MITNANEX

MITochondrial NANopore reads EXtractor

Status GitHub Issues GitHub Pull Requests License

Table of Contents

🧐 About

MITNANEX's main purpose is to extract mitocondrial Nanopore reads De novo from the WGS, with no need for seeds or reference sequences. It will also return a draft assembly of the mitogenome using Flye.

🏁 Getting Started

Installing

First, you need to clone this repository and add to PATH:

git clone https://github.com/juanjo255/MITNANEX.git; cd MITNANEX; export PATH=$(pwd):$PATH

Conda/mamba

The best way to install MITNANEX's dependencies is through a beautiful conda/mamba environment, first you must have Rust installed (https://www.rust-lang.org/tools/install).

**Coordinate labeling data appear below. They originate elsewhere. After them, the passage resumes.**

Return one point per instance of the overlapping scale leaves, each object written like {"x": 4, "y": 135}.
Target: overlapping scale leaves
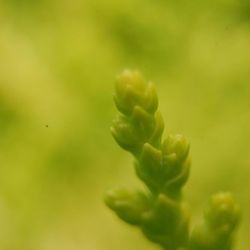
{"x": 163, "y": 165}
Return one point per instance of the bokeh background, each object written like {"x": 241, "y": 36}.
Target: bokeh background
{"x": 58, "y": 63}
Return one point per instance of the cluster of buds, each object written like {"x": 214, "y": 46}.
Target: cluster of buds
{"x": 163, "y": 165}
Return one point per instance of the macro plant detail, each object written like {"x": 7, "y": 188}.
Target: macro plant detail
{"x": 163, "y": 166}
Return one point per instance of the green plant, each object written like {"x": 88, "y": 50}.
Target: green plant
{"x": 164, "y": 167}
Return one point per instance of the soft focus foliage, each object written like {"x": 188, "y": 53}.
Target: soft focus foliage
{"x": 57, "y": 64}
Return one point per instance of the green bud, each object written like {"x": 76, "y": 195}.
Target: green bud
{"x": 167, "y": 224}
{"x": 125, "y": 134}
{"x": 128, "y": 205}
{"x": 215, "y": 232}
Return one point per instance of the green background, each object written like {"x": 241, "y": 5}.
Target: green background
{"x": 58, "y": 64}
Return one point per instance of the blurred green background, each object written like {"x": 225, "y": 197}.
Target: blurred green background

For Mac M1 using mamba (you can change it for conda):

CONDA_SUBDIR=osx-64; mamba create -n mitnanex -c conda-forge -c bioconda seqkit seqtk fpa minimap2 miniasm flye gfastats samtools Filtlong
mamba activate mitnanex
pip install pandas maturin biopython scikit-learn utils-mitnanex

It's possible to have problem with the pip module utils-mitnanex, in that case:

pip uninstall utils-mitnanex
cd src/utils_rs; maturin develop

For Linux:

conda create -n mitnanex -c conda-forge -c bioconda Seqkit Seqtk fpa Minimap2 Miniasm Flye Gfastats Samtools Filtlong
conda activate mitnanex
pip install pandas maturin biopython scikit-learn utils-mitnanex

Dependencies

MITNANEX needs the following tools:

  1. Seqkit
  2. Seqtk
  3. fpa
  4. Minimap2
  5. Miniasm
  6. Flye
  7. Pandas
  8. Gfastats
  9. Samtools
  10. Filtlong
  11. Maturin
  12. Biopython
  13. scikit-learn
  14. utils-mitnanex

Notes:

🎈 Usage

Quick start:

./mitnanex_cli.sh -i path/to/fastQ  -p 15000 -m 1000 -t 8 -s 0.6 -g GenomeSize(g|m|k) -w path/to/output

Notes:

For help message:

./mitnanex_cli.sh -h
Options:
    -i        Input file. [required]
    -t        Threads. [4].
    -p        Proportion. For sampling. It can be a proportion or a number of reads (0.3|10000). [0.3].
    -m        Min-len. Filter reads by minimum length. Read seqkit seq documentation. [-1].
    -M        Max-len. Filter reads by maximum length. Read seqkit seq documentation. [-1].
    -w        Working directory. Path to create the folder which will contain all mitnanex information. [./mitnanex_results].
    -r        Prefix name add to every produced file. [input file name].
    -c        Coverage. Minimum coverage per cluster accepted. [-1].
    -d        Different output directory. Create a different output directory every run (it uses the date and time). [False]
    -s        Mapping identity. Minimum identity between two reads to be stored in the same cluster. [0.6]
    -q        Min mapping quality (>=). This is for samtools. [-1].
    -f        Flye mode. [--nano-hq]
    -g        GenomeSize. This is your best estimation of the mitogenome for read correction with Canu. [required]
    *         Help.

Algorithm overview

How does MITNANEX work?

MITNANEX is a pipeline that depends on other open source tools (see dependencies).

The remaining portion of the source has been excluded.